‘Suddenly, he was travelling more. He’d often been away for days at a time but after the baby was born – it was a boy – it became weeks. Danny loved being a father. He was so proud. But maybe there was a side of him that was afraid of responsibility, who didn’t want to be tied down. I never complained. I tried to make things easy for him. That’s how much of a fool I was. I had been married to him for five years before I discovered the truth.
‘I should have known from the start. Perhaps I had known and all along I’d just been pretending that I didn’t. There were the three passports, for a start, the different names. There had been telephone calls in the middle of the night, strange men who never announced their names arriving at the flat. And the money! Envelopes full of banknotes with no real explanation about where it was all coming from. I’d never met his parents or any of his relatives and the friends that he introduced me to seemed to change from season to season so that there was never anyone who was actually close. You know the mistake I’d made, James? I made Danny my whole world. I’ll never do that again with another man.

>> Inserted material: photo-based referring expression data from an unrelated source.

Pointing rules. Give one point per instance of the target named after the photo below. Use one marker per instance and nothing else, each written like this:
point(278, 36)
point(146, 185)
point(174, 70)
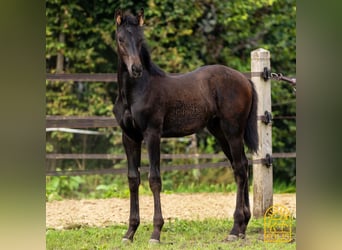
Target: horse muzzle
point(137, 71)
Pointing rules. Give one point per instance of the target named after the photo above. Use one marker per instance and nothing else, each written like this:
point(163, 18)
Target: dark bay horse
point(152, 104)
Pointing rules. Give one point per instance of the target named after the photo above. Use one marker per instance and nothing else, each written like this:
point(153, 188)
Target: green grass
point(176, 234)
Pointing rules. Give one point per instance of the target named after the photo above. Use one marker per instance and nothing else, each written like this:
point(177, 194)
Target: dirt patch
point(105, 212)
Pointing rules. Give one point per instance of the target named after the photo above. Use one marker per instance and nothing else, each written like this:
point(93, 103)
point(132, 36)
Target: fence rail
point(106, 77)
point(144, 169)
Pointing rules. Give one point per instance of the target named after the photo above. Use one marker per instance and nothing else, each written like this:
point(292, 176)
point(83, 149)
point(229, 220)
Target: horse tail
point(251, 136)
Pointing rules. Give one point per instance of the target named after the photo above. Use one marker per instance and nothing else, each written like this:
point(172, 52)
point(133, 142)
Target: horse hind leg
point(234, 137)
point(242, 213)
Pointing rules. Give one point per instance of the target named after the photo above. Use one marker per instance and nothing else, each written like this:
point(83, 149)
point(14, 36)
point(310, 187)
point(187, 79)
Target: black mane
point(131, 24)
point(147, 61)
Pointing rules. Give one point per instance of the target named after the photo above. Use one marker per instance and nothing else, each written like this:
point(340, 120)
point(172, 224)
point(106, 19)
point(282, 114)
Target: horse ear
point(118, 16)
point(141, 17)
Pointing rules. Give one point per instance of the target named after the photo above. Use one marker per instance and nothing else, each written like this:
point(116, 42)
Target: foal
point(152, 104)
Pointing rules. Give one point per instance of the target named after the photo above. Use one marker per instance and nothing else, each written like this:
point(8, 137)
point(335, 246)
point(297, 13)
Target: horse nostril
point(137, 70)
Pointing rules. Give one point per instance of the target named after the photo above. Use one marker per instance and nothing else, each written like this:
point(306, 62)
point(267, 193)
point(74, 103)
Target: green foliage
point(182, 35)
point(177, 234)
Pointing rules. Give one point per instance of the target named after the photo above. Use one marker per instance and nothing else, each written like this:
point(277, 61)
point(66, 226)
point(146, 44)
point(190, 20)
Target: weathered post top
point(262, 174)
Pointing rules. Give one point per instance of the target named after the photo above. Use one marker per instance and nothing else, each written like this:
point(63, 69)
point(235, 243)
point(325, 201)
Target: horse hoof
point(154, 241)
point(232, 237)
point(242, 236)
point(126, 241)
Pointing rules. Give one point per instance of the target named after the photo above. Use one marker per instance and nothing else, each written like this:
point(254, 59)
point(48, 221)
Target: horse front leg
point(152, 139)
point(133, 152)
point(242, 211)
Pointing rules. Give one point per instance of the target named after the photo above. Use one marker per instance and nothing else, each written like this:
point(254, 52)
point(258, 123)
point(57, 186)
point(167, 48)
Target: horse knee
point(133, 183)
point(155, 184)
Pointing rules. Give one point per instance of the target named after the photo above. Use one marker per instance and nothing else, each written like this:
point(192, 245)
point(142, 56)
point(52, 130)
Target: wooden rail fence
point(262, 162)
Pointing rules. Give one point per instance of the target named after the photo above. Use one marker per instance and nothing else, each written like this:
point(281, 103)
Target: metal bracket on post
point(268, 160)
point(266, 74)
point(267, 118)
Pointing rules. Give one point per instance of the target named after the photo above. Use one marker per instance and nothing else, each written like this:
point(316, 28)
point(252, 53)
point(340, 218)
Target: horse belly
point(184, 119)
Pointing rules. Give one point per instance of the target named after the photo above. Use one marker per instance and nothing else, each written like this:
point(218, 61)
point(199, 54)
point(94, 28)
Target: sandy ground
point(105, 212)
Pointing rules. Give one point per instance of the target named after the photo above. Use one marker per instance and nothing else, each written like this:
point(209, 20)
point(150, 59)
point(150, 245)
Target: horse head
point(129, 40)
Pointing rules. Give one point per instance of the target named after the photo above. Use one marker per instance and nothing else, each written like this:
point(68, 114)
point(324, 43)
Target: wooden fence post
point(262, 174)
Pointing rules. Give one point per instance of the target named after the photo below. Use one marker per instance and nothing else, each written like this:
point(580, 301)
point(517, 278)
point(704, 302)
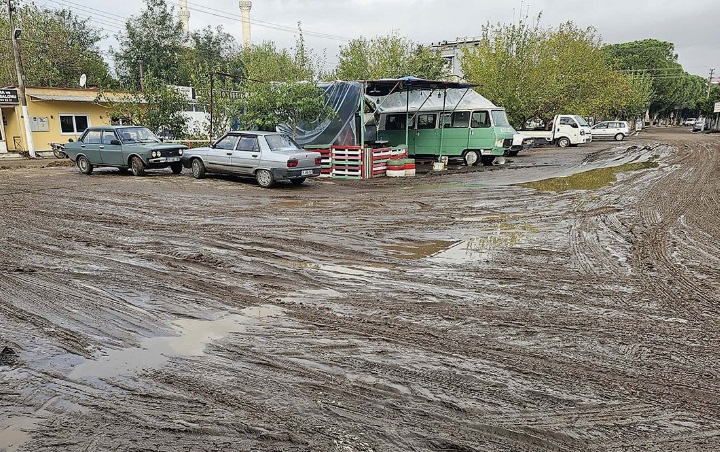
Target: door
point(220, 154)
point(567, 126)
point(90, 146)
point(111, 154)
point(455, 133)
point(482, 135)
point(426, 140)
point(246, 157)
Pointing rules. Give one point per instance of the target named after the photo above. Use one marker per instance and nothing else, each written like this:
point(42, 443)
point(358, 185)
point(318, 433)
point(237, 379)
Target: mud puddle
point(190, 339)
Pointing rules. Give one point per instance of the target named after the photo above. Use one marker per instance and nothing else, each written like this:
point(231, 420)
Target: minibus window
point(426, 121)
point(461, 119)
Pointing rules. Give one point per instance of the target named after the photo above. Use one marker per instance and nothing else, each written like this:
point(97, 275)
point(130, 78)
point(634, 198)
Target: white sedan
point(616, 130)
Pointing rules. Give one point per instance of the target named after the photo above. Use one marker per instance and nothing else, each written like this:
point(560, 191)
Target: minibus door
point(482, 135)
point(427, 138)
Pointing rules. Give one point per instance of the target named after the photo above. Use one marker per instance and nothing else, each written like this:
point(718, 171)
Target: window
point(500, 118)
point(93, 137)
point(108, 136)
point(73, 123)
point(228, 142)
point(480, 120)
point(461, 119)
point(426, 121)
point(395, 122)
point(277, 142)
point(247, 144)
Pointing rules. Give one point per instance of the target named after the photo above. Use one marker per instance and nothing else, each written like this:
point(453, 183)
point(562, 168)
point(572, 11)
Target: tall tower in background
point(184, 16)
point(245, 6)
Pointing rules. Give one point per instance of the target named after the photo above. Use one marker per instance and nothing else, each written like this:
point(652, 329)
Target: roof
point(383, 87)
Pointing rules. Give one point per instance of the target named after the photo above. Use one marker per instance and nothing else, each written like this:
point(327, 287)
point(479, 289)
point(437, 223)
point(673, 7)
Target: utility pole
point(712, 71)
point(14, 36)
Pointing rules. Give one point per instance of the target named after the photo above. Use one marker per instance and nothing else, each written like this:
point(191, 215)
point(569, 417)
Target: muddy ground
point(452, 312)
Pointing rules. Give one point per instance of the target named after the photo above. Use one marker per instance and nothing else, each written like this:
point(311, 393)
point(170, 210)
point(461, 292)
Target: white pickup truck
point(566, 130)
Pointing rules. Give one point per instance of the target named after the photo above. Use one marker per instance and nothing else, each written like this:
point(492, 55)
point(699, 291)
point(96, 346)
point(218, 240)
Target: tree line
point(532, 71)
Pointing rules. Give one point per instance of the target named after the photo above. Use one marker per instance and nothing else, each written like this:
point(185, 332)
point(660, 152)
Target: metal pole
point(14, 36)
point(212, 84)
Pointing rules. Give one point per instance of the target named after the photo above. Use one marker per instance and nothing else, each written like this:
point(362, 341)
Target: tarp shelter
point(347, 100)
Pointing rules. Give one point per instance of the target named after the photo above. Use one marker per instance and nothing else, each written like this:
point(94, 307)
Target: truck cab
point(565, 130)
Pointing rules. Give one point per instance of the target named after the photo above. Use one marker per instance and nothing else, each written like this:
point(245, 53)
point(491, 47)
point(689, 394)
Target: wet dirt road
point(446, 312)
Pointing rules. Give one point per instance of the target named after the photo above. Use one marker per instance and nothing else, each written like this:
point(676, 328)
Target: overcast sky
point(691, 25)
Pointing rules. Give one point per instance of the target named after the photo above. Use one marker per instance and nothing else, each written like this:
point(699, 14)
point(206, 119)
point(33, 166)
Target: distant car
point(267, 156)
point(699, 125)
point(124, 147)
point(616, 130)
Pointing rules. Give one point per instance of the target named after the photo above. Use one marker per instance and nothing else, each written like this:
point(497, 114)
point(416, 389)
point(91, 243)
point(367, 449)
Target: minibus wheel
point(471, 158)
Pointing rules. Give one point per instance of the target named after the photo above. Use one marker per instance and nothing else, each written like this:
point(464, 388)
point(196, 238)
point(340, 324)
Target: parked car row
point(267, 156)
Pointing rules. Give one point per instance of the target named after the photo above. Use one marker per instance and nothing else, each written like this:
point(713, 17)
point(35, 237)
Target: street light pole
point(15, 35)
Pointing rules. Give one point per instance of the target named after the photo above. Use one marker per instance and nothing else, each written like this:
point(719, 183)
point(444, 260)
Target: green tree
point(673, 90)
point(537, 73)
point(159, 107)
point(389, 56)
point(56, 48)
point(153, 39)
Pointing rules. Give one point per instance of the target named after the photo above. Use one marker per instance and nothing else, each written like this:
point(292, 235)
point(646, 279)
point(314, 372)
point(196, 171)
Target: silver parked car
point(267, 156)
point(616, 130)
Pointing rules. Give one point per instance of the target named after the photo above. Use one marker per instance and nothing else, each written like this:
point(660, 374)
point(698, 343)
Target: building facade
point(56, 115)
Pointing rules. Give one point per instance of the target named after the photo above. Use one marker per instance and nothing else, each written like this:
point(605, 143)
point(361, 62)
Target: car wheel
point(265, 178)
point(137, 166)
point(198, 168)
point(84, 165)
point(471, 158)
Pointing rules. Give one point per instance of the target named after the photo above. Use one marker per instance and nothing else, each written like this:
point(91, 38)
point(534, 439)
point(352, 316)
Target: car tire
point(471, 158)
point(197, 167)
point(264, 178)
point(137, 166)
point(84, 165)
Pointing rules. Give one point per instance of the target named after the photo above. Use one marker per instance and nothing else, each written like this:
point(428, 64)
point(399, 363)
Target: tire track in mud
point(557, 341)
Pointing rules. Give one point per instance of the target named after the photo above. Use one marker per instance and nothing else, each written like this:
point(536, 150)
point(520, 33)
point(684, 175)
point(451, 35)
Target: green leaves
point(389, 56)
point(537, 73)
point(56, 48)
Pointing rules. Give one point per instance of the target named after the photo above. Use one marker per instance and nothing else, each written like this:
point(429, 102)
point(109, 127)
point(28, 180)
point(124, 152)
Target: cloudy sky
point(328, 24)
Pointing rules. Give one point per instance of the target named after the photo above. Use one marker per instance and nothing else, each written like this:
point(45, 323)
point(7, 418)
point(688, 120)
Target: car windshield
point(281, 142)
point(581, 121)
point(137, 135)
point(500, 118)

‘He wasn’t a business adviser. He was a crook – plain and simple. I learned the truth from a Scotland Yard detective called Jack Travers who came looking for him and who took pity on me. Or maybe he wanted to use me to hurt Danny. I don’t know. Anyway, Danny had started his career as a confidence trickster. No surprises there. He was what was called “the roper” for a well-organised gang who worked in London and sometimes on transatlantic crossings. The roper is the one who pulls in the mark, which was exactly what he had done with me. All it takes is a lot of charm and plausibility. They had a series of scams with fanciful names: the Huge Duke, the Last Turn, the Hot Seat, the Tear-up … you wouldn’t believe how much practice went into it all. There were half a dozen of them pretending they didn’t know each other when in fact they were working together. I’d met some of them but I never knew their real names.
‘Recently, he’d branched out. He’d set up a racket forging National Health and Unemployment stamps. They were being printed in Poland and he was selling them through gangs that he was meeting in different parts of London … the Hoxton Mob and the Elephant Boys. He was a familiar figure, hanging out at clubs and racecourses. It seems that everyone knew him. Except me.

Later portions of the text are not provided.